When I made the decision to start blogging or giving directions and tips regarding some of the open source tools I use every day, I did so with some of my favourite projects in mind. For anyone who knows me, they would expect software like FreeBSD and PostgreSQL, products a lot of us use every day without realising it, but I had one in mind above the rest - an enterprise-grade log aggregator called ELSA.
ELSA, short for Enterprise Log Search and Archive, is a log aggregator and search tool built on a collection of utilities common to most Unix and Linux system administrators: syslog-ng, MySQL, Sphinx, Apache and perl. The project page can be found here.
To say that it's useful is an understatement. In a professional capacity I have probably fifty servers and a couple of hundred switches, routers and appliances logging to ELSA nodes.
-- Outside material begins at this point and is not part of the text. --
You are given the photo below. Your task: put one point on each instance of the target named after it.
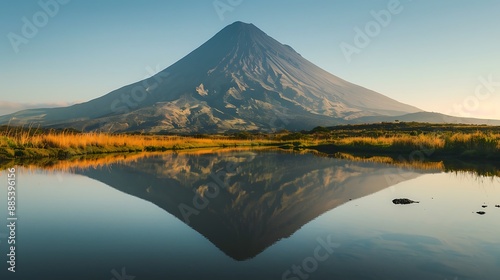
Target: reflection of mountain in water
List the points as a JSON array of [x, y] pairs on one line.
[[266, 197]]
If it speaks syslog, ELSA can take it. So what sets ELSA apart from all of the other utilities? Why should anyone use ELSA instead of, say, plain syslog? Why not GrayLog2? Why not go commercial and buy Splunk?
First, let me say that those are fantastic products. Syslog is the standard for logging in the Unix world. I used GrayLog2 for a couple of months when I started looking at syslog alternatives and it rocked until it hit relatively high load. The graphs and the user interface are sleek and can make managers drool. Once I started pushing more than about 1k events/second, though, Java started falling down and services started crashing. Not cool. I thought about really digging in and tweaking the devil out of it but I'd have had to learn the intricacies of both MongoDB and ElasticSearch and, at the time, I didn't have the time to devote to learning a bunch of new products. I wanted something based on tried and tested Unix tools that any Unix SA could come behind me and help troubleshoot if something went wrong.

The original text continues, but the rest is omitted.